I plan on making it as efficient as possible so I want to be able to store a lot of tads. Again I stole the idea off of Moty and bought urine sample containers as my tad cups, I calculated and can fit 40 cups per shelf, and I plan on starting off with 2 shelfs and adding another soon, which will pull out for easy feeding and water changes.










I bought some drawer slides and aluminum angled metal at home depot to use to make my shelfs. Pretty straight forward, Just cut and screwed the metal to the drawer slide than screwed that to the fridge. Seems to hold pretty good, I pulled pretty hard on it to make sure.

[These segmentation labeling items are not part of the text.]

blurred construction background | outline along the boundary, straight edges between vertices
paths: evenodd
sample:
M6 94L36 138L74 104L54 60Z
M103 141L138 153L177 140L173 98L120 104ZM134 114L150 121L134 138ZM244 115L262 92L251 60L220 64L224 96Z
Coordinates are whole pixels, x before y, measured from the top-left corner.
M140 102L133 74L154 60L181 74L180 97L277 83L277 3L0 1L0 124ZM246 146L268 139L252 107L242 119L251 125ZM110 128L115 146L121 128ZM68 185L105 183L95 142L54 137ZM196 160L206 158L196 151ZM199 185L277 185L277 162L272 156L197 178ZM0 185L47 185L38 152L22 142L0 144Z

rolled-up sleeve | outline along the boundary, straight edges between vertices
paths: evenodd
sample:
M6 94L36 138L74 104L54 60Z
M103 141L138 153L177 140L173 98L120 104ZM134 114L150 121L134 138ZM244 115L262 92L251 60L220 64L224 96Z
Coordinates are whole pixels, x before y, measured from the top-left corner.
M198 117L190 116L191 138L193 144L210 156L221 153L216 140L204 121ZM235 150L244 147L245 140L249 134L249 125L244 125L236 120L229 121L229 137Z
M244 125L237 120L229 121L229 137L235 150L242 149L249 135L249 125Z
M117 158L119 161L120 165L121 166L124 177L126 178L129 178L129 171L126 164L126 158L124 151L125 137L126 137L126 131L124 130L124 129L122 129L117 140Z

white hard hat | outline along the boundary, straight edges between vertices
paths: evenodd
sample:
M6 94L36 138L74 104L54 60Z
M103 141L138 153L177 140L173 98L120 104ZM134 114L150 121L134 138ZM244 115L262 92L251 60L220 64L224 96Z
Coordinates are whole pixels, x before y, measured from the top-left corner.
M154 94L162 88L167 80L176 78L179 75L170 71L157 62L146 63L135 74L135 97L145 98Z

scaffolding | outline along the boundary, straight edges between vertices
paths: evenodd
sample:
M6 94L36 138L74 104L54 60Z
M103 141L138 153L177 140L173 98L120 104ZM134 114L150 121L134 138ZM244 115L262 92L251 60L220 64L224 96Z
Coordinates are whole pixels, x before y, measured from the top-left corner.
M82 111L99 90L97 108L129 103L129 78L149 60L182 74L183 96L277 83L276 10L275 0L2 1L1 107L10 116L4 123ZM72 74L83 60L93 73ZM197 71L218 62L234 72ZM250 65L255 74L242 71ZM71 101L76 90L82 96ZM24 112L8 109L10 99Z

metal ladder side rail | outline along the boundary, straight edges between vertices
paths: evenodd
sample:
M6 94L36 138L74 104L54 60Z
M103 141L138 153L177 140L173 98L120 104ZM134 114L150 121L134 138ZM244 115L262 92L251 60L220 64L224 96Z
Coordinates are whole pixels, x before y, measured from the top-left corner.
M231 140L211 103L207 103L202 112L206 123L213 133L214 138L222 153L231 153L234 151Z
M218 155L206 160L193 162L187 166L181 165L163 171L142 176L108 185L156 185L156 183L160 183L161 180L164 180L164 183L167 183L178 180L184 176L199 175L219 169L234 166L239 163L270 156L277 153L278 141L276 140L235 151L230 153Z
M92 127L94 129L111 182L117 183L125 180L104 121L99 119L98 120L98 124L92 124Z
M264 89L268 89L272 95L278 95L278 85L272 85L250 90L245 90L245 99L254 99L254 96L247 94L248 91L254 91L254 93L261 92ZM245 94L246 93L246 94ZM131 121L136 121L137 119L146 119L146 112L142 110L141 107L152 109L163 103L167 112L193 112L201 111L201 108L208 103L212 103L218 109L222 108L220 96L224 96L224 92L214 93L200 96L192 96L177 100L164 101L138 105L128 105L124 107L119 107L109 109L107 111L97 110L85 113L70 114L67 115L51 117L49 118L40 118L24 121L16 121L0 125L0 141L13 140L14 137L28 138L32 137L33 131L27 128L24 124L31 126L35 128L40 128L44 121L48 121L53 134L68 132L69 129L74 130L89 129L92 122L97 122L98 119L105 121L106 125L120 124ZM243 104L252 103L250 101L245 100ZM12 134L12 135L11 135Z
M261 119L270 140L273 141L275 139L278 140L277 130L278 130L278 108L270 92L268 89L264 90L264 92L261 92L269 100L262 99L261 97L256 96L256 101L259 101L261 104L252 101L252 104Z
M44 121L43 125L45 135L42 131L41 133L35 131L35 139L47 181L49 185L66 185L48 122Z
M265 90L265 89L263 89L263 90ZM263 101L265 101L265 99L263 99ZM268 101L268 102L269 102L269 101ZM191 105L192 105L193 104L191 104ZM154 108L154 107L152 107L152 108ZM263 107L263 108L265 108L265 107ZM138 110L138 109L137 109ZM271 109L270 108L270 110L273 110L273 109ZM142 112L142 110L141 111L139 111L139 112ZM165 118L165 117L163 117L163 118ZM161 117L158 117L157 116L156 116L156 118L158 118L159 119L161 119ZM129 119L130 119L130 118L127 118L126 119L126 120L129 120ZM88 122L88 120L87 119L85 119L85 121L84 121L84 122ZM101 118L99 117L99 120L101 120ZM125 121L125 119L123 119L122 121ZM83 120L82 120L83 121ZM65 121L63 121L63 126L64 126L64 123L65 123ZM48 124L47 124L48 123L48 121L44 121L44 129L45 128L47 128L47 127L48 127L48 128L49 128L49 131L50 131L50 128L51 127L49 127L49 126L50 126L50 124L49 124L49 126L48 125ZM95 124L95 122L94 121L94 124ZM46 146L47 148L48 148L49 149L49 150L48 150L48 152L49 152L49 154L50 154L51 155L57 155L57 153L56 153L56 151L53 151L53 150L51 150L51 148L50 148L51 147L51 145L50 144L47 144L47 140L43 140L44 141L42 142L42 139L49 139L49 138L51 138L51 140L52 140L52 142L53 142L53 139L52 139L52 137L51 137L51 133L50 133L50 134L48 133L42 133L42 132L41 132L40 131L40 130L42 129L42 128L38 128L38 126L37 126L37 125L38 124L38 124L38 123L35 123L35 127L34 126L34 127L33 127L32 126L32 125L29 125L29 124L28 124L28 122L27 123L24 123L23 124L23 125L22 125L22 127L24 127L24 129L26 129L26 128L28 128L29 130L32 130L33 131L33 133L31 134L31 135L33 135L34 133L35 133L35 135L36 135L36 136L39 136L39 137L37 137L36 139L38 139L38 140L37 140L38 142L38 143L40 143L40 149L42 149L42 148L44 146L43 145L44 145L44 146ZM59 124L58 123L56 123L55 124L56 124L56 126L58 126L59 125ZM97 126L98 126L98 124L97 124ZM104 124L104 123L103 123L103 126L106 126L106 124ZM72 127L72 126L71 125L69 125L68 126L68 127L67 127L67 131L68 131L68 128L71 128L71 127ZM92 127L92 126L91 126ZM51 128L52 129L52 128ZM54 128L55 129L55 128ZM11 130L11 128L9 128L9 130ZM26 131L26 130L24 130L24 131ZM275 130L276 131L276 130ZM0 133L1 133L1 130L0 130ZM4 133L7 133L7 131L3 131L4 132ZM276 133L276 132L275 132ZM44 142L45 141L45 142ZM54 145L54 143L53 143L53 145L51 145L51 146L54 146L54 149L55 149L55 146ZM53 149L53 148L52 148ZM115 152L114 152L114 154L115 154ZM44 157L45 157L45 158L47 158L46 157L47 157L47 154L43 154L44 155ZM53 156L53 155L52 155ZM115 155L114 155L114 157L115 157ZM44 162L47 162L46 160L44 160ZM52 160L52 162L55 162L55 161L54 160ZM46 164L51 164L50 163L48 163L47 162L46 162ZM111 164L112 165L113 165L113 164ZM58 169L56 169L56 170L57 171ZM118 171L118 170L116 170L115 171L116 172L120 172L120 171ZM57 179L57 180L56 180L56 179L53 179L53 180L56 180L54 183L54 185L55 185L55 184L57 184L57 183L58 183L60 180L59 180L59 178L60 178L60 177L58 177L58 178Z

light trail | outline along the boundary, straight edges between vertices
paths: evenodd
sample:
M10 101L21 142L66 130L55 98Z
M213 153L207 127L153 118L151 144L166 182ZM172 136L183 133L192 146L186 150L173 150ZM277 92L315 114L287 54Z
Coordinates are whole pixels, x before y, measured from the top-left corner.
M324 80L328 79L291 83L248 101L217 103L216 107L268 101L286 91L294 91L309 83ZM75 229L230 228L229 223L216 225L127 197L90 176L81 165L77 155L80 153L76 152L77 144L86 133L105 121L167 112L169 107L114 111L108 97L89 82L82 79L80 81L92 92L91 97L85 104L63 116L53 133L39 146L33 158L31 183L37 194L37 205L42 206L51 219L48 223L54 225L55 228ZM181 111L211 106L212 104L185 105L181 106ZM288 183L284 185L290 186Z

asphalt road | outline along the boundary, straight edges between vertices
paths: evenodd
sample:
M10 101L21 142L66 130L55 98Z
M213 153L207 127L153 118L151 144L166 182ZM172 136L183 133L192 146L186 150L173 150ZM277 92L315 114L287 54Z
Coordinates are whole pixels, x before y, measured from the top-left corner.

I ordered some flexwatt heat tape off ebay along with a dimmable power cable. Even though I'm going to run the flex watt off of a thermostat I still wanted to be able to dim how much heat is produced. Hopefully I can adjust it so even if the heater is left on it doesn't get above my desired temperature. Not sure if this will work or not we will see, and i'm looking forward to testing before adding tads. I just kind of want some kind of redundancy if I'm putting all my eggs in one basket...literally..lol 





























Well thats it for tonight guys I'll keep you updated as it progresses. I plan on adding some leds and circulating fans soon as well.


----------



## motydesign (Feb 27, 2011)

COOL! another person out there with the nice tad developing system. the pull out racks is brilliant, this will make feeding and inspection SO much easier compared to mine. a hint though, find an area at the bottom that can be closed up for the most part for Egg development (i use the crisper drawer in mine) otherwise the air circ will dry the eggs out over night


----------



## Dizzle21 (Aug 11, 2009)

motydesign said:


> COOL! another person out there with the nice tad developing system. the pull out racks is brilliant, this will make feeding and inspection SO much easier compared to mine. a hint though, find an area at the bottom that can be closed up for the most part for Egg development (i use the crisper drawer in mine) otherwise the air circ will dry the eggs out over night



Ok thanks! Ya i left some room at the bottom to store the eggs, do yours dry out even with a covered petri dish? I might put them in a sweater box or something to isolate them.


----------



## motydesign (Feb 27, 2011)

no not in a covered petri, but if open it will


----------



## Dizzle21 (Aug 11, 2009)

motydesign said:


> no not in a covered petri, but if open it will


Ok sweet ya i keep all my eggs covered. What else have you been doing with your fridge growing any plants?


----------



## motydesign (Feb 27, 2011)

no room, just tons of tads ... actually just shut my misting system off two days ago, trying to dry everyone out and slowed feeding. hopefully i can get some good vit stores built back up in my frogs. ive noticed quality of eggs from the El Cope wasnt as high a fertilization rate as before.


----------



## frogparty (Dec 27, 2007)

Looks great! The shelving system is ingenious


----------



## Dizzle21 (Aug 11, 2009)

frogparty said:


> Looks great! The shelving system is ingenious


Thanks, It pretty much allows me to store them compact but make maintanence a breeeeeze. I should have the capability of storing 160 tads if It ever gets that crazy around here...lol


----------



## SamsonsFrogs (Mar 4, 2009)

Nice Dizz! How many tads do you think you can fit in there?

Sam Cavoulas


----------



## goof901 (Jan 9, 2012)

SamsonsFrogs said:


> Nice Dizz! How many tads do you think you can fit in there?
> 
> Sam Cavoulas


here



Dizzle21 said:


> Thanks, It pretty much allows me to store them compact but make maintanence a breeeeeze. I should have the capability of storing 160 tads if It ever gets that crazy around here...lol


are you gonna have any lights so you can grow java moss/duckweed/algae in your tad cups?


----------



## Dizzle21 (Aug 11, 2009)

goof901 said:


> here
> 
> 
> 
> are you gonna have any lights so you can grow java moss/duckweed/algae in your tad cups?


Ya Id like to get some Leds in there so I can keep a little java moss in the cups. the only problem is getting the light to the lower shelfs. I guess I can put a light on each shelf and have enough wire slack for it to be able to pull out.


----------